Originally posted on Lipglossandhighheels.com
The holidays are my favorite time of year (like most people). One of my favorite parts about the holidays is that I have an excuse to bake massive amounts of desserts and treats to share with others. At the beginning of November I load up on baking essentials such as sugar, flour, eggs, and baking soda. I know that if I have the essentials then I can bake anything in a breeze.
Thanksgiving isn’t always my favorite holiday. Both my family and my husband’s family cook the same exact meal so it’s a day full of eating Turkey, stuffing, green bean casserole and sweet potatoes for lunch and dinner. The one thing that I enjoy doing that makes Thanksgiving a little brighter is to bake. Every year, I go all out baking up a storm. The best part about it is being able to share it with my loved ones.
This year, I wanted to bake something with pumpkin in it so I decided to bake a Pumpkin Bundt Cake. I didn’t want to bake just any bundt cake, I wanted it to look just like a pumpkin! So after thinking about it a while, I figured out how to do it.
I had a recipe for a spiced bundt cake but added a few extra ingredients to make it the best pumpkin bundt cake ever. No joke. My husband and I couldn’t stop eating it. Did I mention the icing is homemade too?
The recipe was so simple. I made two bundt cakes and put them on top of each other to make the pumpkin shape. The recipe below is for one bundt cake. So when making the recipe don’t forget to double the recipe.
Pumpkin Bundt Cake
Ingredients
- 2 cups sugar
- 4 Goldrich Eggs
- 1 cup vegetable oil
- 1 teaspoon vanilla
- 2 cups flour
- 2 teaspoons baking soda
- 2 teaspoons cinnamon
- 1/2 teaspoon salt
- 4oz pumpkin puree
Directions:
- Preheat over at 350 degrees.
- Beat sugar and eggs until well blended. If using Goldrich Eggs, the yolk will be very vibrant.
- Add oil, continue beating. Beat for a few minutes until it’s well blended.

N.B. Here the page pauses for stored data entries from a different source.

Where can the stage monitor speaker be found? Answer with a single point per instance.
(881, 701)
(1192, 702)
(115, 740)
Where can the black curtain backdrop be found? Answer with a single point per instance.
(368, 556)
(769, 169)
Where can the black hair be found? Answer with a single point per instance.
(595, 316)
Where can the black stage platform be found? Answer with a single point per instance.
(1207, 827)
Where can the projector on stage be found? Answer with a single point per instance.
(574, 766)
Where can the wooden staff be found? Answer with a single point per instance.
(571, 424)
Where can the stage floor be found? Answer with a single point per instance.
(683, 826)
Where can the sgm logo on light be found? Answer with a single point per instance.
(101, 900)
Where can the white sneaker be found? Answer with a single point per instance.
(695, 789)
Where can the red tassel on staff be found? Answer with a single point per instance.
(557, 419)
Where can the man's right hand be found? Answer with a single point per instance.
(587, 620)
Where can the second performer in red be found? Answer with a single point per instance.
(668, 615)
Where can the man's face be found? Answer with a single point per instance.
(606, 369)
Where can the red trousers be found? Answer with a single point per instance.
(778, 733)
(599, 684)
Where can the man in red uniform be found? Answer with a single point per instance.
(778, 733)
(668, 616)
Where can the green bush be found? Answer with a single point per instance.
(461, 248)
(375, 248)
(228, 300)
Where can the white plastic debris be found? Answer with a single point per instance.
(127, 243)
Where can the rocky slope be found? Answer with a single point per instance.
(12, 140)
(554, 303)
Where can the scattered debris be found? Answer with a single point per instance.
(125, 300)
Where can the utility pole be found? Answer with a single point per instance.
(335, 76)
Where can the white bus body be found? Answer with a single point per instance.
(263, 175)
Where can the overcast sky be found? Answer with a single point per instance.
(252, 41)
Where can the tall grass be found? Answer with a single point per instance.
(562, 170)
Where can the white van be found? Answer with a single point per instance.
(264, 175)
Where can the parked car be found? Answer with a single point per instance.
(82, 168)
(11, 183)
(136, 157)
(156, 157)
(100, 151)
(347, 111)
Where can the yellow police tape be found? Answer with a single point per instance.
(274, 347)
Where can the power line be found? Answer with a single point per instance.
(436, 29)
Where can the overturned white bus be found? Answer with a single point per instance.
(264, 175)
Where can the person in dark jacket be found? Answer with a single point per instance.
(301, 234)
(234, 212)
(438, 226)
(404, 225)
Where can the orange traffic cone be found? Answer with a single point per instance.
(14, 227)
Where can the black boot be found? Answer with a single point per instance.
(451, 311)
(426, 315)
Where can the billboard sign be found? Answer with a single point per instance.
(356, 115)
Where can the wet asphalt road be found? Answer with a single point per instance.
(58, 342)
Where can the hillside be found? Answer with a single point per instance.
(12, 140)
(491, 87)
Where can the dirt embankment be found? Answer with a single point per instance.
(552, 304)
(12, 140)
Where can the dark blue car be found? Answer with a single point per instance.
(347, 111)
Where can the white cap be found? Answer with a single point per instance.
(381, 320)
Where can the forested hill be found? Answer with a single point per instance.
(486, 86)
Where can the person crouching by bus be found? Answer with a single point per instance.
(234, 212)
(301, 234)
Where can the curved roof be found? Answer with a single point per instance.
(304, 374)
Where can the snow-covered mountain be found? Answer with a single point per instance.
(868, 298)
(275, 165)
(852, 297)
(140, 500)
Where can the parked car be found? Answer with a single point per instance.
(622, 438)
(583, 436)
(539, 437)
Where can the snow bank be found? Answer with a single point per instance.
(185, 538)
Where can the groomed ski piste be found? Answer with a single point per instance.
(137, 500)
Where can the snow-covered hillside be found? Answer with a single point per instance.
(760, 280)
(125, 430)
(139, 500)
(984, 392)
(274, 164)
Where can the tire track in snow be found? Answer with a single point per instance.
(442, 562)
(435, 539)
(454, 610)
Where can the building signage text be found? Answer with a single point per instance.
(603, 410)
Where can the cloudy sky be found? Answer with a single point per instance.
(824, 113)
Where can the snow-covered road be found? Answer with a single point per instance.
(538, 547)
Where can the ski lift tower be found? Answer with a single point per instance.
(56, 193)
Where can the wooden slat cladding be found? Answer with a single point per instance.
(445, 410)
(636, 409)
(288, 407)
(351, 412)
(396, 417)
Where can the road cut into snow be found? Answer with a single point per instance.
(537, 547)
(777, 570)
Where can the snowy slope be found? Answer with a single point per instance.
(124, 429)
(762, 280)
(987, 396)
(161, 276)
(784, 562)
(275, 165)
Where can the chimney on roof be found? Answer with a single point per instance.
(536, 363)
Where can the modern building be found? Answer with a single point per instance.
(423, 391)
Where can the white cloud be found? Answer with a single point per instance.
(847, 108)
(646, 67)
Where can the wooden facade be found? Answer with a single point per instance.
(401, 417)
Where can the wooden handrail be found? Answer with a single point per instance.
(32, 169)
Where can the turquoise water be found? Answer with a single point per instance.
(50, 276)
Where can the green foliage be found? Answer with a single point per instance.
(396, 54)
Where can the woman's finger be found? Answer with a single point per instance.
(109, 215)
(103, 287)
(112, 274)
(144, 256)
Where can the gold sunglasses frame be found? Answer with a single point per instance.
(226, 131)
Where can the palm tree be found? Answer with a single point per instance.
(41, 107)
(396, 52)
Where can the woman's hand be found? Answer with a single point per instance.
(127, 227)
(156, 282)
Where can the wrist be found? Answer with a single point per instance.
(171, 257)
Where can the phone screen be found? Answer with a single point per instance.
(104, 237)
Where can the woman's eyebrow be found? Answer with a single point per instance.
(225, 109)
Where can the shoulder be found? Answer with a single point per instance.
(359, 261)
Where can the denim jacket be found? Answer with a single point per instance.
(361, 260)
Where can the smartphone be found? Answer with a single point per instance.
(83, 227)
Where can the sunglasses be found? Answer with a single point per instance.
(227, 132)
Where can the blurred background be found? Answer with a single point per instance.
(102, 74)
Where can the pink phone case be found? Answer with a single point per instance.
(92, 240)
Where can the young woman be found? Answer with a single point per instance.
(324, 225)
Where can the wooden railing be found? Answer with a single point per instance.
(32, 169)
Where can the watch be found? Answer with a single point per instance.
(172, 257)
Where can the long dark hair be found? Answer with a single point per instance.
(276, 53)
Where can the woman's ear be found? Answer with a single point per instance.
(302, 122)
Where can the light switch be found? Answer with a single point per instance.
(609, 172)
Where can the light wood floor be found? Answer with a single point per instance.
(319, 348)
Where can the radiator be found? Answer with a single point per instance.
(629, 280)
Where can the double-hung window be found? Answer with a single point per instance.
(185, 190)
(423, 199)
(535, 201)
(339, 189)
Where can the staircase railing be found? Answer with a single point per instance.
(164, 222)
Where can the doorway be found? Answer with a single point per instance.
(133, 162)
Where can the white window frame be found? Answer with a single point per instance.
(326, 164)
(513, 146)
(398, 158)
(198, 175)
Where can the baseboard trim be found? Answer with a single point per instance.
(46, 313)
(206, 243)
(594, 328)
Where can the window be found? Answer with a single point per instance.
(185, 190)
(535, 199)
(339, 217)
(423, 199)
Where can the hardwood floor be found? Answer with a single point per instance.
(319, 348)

- Combine all dry ingredients to egg mixture. Mixture will get very thick.
- Add vanilla.
- Add pumpkin puree and mix well.
- Pour into greased 9 in bundt pan.
- Bake at 350 degrees for 55 minutes.
- Let stand in pan for 10 minutes.
- Turn the bundt cake onto baking rack or platter to allow it to cool completely.
Cream Cheese Icing
Ingredients:
- 1/2 cup unsalted butter, softened
- 2 oz cream cheese, softened
- 2 cups powdered sugar
- 1 teaspoon vanilla
Directions:
- Blend softened cream cheese and butter til smooth and creamy.
- Add vanilla.
- Add powdered sugar. Mix well.
There are a few things to know before making the Pumpkin Bundt Cake. You will need to make two bundt cakes so you will need to double both the bundt cake recipe and the cream cheese icing recipe to have enough for both. Before you start baking, make sure you have 2 bundt cake pans that are the same size unless you want to cook one cake, let it cool then cook another cake in the same pan. I would highly suggest purchasing two pans the same size, it will cut your bake time in half!